The Canavan disease is developed as an infant.
The Canavan disease is when the myelin which covers
the nerve cells in the brain and spinal cord degenerate.
3. How it Happens
The myelin in the brain degenerates, which coats the
nerve cells and the spinal cord, without myelin the
body can’t perform things like swallowing.
4. Inheritance
To have the Canavan disease it must be inherited from
both parents.
It is when both parent’s copy of the gene has a cell
mutation.
5. Effects
Infants will have a delay in certain progress, like turning over,
being able to sit up without support and even turning their
head.
Infants have a large head (macrocephaly) and weak muscle
tone (hypotonia).
They can have eating problems and difficulties swallowing and
have a risk of getting seizures.
It causes blindness and inability walk.
6. Carrier
There is no cure for the Canavan Disease, a way to
prevent it is to see if you are a carrier.
To test if you are a carrier, you can go to a physician or
a OB/GYN if your test result that you are a carrier it is
recommended to see if your gene would show up in
your offspring.
If both parents are a carrier of the gene there is a one
in four chance that the child would have the disease.
7. Treatment
Physicians recommend to take lithium which will slow
down the progression of the Canavan disease.
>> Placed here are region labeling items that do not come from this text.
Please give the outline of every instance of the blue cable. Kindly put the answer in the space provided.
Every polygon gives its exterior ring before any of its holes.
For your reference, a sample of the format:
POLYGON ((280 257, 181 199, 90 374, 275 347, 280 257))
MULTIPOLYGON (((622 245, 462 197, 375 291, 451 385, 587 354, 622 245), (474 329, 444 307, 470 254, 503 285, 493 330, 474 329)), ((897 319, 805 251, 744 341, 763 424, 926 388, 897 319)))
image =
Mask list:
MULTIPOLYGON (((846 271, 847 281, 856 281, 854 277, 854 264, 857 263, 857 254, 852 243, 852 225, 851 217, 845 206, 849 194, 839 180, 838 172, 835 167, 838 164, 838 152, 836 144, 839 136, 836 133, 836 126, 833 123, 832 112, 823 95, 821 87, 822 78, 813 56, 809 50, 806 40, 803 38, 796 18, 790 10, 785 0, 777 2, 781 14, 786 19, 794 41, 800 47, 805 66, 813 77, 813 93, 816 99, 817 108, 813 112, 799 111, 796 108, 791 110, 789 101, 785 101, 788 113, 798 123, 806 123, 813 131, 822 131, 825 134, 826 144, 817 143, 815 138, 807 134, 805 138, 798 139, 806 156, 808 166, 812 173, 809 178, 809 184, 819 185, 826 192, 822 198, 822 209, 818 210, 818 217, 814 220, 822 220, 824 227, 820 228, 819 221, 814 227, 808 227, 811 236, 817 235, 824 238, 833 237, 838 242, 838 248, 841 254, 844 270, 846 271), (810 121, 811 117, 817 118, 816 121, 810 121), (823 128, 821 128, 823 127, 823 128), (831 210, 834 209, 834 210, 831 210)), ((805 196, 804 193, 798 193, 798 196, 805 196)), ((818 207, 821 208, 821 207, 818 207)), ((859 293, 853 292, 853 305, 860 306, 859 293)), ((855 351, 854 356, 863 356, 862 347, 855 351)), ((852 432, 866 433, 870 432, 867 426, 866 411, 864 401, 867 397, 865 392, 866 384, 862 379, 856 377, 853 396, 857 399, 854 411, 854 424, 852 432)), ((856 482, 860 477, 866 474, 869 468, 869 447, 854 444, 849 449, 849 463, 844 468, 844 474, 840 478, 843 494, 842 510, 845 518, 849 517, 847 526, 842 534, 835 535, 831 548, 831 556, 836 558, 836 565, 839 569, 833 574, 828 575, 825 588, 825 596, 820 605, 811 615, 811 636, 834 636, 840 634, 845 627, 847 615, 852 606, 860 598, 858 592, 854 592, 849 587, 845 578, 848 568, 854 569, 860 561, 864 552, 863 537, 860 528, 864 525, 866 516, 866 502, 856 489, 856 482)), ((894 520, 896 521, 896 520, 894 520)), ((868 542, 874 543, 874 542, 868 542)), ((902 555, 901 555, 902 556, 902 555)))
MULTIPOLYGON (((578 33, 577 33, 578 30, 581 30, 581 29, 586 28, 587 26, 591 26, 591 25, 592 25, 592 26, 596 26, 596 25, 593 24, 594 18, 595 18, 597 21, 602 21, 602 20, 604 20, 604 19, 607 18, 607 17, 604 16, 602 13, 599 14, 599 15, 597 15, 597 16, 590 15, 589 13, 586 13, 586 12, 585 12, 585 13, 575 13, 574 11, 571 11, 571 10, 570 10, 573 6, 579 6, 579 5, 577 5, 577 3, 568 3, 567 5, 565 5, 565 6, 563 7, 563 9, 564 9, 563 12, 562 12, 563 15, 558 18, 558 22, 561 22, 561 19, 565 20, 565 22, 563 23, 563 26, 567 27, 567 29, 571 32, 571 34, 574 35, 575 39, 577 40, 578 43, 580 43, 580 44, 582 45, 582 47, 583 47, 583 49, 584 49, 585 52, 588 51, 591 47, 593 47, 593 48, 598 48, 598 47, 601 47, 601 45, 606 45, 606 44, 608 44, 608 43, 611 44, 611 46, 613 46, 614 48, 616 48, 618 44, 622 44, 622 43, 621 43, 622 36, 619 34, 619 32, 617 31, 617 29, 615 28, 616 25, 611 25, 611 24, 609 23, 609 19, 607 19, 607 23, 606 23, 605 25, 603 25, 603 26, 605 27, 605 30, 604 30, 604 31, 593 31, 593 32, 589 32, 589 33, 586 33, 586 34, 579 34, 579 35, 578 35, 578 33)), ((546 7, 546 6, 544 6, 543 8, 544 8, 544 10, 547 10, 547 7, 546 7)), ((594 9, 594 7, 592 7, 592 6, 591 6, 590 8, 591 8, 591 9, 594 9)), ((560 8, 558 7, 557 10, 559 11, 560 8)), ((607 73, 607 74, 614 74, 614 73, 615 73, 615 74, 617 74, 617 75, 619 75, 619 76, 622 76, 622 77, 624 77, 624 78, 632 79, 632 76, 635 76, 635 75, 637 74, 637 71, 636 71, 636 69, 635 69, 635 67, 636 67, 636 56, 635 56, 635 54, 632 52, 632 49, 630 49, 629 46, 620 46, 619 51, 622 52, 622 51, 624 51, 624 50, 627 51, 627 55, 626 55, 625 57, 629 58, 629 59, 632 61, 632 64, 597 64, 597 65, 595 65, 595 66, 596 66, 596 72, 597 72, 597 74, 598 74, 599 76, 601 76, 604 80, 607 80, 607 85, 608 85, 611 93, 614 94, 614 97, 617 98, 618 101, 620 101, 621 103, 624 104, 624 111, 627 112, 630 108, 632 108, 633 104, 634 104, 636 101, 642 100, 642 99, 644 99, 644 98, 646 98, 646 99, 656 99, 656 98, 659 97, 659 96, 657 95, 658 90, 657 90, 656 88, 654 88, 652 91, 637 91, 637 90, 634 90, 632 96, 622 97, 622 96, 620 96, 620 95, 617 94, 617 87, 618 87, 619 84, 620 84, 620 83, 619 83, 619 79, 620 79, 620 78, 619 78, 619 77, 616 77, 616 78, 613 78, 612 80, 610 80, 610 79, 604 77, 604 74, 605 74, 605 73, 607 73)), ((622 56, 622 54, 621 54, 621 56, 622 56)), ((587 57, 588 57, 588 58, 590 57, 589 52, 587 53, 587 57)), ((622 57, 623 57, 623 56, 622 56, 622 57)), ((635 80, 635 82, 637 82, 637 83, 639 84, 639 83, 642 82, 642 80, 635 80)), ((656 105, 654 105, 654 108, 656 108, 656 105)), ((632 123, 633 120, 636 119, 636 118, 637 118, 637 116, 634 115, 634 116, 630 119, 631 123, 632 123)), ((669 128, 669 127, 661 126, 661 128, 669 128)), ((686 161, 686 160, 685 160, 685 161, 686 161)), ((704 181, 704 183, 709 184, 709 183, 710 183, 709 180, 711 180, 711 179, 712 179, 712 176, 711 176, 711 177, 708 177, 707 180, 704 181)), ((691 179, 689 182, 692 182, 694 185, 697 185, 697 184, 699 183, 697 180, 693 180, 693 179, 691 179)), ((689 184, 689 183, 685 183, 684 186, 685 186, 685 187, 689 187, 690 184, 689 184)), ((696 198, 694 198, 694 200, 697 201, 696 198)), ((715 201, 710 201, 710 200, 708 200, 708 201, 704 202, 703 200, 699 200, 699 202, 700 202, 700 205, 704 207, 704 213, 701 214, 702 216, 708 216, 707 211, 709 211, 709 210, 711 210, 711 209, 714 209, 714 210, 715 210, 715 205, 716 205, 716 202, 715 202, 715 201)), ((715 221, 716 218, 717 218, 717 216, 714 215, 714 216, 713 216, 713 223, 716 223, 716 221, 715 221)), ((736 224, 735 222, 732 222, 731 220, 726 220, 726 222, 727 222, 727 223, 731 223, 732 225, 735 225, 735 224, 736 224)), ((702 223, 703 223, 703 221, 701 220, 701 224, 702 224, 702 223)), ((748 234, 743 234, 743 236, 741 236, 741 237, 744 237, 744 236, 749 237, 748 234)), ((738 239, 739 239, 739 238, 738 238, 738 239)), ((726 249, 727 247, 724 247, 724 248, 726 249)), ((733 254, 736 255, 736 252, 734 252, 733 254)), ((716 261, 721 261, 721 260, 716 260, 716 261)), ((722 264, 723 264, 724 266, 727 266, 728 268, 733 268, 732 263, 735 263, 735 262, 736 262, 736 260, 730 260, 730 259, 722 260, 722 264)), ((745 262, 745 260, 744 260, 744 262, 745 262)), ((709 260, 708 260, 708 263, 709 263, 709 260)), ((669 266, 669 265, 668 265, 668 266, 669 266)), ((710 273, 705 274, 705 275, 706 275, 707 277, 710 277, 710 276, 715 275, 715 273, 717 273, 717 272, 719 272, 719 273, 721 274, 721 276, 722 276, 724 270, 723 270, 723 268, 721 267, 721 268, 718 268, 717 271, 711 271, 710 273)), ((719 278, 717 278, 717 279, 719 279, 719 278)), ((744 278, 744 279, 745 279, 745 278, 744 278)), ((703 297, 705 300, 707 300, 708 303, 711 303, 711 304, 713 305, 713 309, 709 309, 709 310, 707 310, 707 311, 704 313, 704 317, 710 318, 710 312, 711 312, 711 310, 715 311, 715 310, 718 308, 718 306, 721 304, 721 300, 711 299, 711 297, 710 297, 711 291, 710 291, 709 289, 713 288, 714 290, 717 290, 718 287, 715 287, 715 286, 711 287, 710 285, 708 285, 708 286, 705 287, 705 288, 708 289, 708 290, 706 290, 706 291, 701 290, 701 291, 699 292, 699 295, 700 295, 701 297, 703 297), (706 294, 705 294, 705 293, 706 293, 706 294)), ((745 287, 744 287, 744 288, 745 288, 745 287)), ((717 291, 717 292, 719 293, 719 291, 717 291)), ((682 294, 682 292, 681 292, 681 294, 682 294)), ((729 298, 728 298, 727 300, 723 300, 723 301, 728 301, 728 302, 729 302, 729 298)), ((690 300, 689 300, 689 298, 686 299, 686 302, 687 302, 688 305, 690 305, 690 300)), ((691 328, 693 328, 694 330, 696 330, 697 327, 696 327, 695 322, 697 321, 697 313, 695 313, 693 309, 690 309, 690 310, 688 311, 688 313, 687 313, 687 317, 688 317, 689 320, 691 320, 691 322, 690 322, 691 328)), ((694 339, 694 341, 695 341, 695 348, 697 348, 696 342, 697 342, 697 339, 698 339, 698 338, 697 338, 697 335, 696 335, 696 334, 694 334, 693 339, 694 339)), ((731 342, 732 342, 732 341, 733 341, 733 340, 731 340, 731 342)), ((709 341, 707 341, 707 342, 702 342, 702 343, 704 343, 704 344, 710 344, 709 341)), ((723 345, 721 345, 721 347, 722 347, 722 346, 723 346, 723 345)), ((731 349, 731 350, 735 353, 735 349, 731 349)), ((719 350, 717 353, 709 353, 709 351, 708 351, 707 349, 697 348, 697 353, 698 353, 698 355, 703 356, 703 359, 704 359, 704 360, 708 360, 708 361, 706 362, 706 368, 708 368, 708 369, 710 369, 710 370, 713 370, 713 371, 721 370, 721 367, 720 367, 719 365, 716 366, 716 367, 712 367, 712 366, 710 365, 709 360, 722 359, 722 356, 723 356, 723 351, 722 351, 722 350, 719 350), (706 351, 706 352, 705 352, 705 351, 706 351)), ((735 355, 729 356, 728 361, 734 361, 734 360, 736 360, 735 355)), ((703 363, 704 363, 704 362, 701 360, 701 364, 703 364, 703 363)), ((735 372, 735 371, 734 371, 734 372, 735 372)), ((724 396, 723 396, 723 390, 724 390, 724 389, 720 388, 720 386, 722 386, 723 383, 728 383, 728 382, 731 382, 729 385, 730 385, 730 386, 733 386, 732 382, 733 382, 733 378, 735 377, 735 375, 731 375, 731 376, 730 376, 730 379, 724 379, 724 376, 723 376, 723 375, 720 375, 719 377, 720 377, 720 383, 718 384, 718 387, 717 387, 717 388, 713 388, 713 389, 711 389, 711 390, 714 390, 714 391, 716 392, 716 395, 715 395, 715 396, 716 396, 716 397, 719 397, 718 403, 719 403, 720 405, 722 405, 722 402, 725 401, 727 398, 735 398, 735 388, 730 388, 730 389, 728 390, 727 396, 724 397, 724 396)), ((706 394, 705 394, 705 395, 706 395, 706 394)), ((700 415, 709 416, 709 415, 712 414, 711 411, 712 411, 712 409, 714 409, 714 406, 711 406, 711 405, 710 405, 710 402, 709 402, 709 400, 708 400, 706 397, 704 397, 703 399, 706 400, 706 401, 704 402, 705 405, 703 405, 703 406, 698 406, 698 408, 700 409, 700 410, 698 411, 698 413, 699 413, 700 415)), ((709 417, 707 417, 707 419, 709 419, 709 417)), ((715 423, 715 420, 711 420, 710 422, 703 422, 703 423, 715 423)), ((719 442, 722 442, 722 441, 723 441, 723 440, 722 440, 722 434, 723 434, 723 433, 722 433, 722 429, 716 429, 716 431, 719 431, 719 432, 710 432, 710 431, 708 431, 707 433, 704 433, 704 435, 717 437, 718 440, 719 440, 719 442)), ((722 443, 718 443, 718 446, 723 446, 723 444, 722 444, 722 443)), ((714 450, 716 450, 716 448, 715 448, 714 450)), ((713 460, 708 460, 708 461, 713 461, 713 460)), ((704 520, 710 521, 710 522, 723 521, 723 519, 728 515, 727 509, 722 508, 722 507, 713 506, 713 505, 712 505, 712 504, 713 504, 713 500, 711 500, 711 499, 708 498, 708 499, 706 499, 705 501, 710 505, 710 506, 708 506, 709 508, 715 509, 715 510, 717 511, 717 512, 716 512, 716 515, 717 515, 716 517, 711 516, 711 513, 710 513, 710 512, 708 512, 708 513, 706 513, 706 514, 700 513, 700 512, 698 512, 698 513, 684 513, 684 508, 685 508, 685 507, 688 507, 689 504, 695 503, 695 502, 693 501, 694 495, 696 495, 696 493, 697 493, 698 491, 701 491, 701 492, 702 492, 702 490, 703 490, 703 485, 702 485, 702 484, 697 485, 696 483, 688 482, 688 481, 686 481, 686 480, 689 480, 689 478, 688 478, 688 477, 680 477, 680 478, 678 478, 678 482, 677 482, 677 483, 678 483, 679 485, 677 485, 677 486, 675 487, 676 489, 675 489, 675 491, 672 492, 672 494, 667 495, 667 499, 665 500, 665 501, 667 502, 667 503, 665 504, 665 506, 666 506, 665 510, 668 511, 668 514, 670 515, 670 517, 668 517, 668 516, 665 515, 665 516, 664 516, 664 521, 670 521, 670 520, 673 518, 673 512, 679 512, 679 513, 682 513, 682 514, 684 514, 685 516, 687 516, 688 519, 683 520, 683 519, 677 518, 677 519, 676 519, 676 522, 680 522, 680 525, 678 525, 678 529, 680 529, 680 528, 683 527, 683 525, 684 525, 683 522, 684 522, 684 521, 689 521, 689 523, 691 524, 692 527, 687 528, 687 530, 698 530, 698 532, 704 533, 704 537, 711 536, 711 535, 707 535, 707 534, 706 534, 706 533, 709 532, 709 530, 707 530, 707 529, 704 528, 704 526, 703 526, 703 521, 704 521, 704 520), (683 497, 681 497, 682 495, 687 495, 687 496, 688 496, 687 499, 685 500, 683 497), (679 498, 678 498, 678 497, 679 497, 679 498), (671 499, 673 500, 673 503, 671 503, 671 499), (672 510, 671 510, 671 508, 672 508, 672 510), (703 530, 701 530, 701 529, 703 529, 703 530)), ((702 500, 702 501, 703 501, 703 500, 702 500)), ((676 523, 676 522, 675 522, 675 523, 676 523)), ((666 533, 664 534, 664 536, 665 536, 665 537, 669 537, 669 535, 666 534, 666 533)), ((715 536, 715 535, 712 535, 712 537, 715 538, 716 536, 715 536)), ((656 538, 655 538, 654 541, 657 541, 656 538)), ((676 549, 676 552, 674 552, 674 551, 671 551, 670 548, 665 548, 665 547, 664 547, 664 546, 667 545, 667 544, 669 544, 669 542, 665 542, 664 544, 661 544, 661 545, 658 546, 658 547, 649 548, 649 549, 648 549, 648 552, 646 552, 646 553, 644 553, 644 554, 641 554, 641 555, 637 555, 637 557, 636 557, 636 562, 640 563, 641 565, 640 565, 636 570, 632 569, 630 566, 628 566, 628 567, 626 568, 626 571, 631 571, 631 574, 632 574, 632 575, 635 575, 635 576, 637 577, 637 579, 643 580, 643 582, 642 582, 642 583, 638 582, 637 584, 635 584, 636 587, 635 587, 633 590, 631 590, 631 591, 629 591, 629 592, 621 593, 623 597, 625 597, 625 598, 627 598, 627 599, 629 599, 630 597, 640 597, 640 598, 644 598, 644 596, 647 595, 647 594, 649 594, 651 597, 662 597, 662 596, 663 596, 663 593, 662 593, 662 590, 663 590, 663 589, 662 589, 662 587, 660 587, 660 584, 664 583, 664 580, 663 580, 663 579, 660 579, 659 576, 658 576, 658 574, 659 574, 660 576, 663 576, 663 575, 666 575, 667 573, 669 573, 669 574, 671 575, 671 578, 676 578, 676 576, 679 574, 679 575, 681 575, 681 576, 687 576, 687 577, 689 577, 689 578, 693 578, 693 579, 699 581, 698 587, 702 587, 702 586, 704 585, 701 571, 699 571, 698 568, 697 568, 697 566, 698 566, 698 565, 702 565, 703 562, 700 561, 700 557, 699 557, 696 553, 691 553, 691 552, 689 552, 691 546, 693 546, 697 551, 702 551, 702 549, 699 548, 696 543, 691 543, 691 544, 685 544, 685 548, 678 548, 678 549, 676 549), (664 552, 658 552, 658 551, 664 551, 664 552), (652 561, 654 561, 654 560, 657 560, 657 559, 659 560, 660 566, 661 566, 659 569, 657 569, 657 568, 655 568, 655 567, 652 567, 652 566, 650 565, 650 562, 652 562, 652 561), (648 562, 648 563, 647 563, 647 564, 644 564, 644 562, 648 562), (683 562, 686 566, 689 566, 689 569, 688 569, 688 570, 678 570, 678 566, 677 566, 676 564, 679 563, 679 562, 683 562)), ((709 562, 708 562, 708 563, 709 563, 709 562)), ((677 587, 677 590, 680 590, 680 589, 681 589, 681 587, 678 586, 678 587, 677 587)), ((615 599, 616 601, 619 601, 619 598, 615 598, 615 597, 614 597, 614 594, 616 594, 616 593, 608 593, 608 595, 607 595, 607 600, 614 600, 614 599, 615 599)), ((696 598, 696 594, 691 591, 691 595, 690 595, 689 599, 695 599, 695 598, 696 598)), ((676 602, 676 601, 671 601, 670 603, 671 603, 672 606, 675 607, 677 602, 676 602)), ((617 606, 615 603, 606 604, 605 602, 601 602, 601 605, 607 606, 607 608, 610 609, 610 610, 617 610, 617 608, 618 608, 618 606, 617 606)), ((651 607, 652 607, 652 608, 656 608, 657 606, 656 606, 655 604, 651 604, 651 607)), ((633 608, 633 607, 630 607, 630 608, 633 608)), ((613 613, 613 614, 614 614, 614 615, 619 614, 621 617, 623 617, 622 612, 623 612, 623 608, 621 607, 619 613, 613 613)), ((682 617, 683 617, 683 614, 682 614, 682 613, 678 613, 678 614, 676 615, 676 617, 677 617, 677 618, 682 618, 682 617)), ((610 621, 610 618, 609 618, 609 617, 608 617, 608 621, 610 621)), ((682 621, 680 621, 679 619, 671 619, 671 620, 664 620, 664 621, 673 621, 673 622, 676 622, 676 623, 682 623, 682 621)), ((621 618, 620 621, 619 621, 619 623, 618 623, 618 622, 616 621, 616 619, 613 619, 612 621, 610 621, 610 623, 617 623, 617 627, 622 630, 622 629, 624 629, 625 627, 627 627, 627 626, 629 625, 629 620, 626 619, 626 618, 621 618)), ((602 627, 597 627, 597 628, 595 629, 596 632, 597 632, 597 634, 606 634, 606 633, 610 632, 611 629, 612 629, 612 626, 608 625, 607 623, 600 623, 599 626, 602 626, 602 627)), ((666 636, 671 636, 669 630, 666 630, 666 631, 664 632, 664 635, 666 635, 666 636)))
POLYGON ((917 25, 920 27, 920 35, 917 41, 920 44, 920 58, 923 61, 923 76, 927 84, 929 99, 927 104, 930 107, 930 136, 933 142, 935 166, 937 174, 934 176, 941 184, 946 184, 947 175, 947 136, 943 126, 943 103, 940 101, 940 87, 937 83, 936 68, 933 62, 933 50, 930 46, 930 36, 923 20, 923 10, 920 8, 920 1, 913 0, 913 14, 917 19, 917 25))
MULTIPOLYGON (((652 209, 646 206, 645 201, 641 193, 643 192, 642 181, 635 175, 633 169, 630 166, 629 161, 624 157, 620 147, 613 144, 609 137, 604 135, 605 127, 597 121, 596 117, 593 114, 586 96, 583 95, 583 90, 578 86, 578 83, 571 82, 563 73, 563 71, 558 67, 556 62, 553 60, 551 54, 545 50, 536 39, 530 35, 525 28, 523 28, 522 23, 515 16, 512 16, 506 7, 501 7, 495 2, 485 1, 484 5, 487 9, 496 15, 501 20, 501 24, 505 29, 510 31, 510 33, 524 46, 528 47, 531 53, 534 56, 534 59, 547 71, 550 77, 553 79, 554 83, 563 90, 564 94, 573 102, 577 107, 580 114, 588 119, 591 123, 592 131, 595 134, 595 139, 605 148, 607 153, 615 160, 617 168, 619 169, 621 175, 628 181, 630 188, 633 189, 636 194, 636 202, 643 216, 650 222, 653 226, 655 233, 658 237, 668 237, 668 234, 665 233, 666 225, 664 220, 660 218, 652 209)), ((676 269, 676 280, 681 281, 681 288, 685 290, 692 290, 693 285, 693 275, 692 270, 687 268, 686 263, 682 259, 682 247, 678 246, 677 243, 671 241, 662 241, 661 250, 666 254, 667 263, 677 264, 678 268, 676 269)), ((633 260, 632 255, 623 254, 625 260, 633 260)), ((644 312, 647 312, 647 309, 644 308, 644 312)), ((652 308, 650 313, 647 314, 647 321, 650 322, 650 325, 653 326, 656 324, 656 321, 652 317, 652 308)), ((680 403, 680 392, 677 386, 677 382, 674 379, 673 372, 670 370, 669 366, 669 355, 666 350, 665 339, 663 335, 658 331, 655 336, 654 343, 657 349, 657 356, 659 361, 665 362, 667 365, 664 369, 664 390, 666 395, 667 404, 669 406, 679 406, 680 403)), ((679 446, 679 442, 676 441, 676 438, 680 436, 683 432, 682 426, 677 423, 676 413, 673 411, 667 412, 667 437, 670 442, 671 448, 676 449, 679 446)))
Foundations like Jacob’s Cure are searching for
treatments that can slow down the disease even more.
8. Death
People with the canavan disease do not live long lives,
people with a mild case can live until their twenties
but, if you have a aggressive case then you would be
lucky to live until four.
A person untreated and depending on how aggressive
the case is only lives from three to ten years.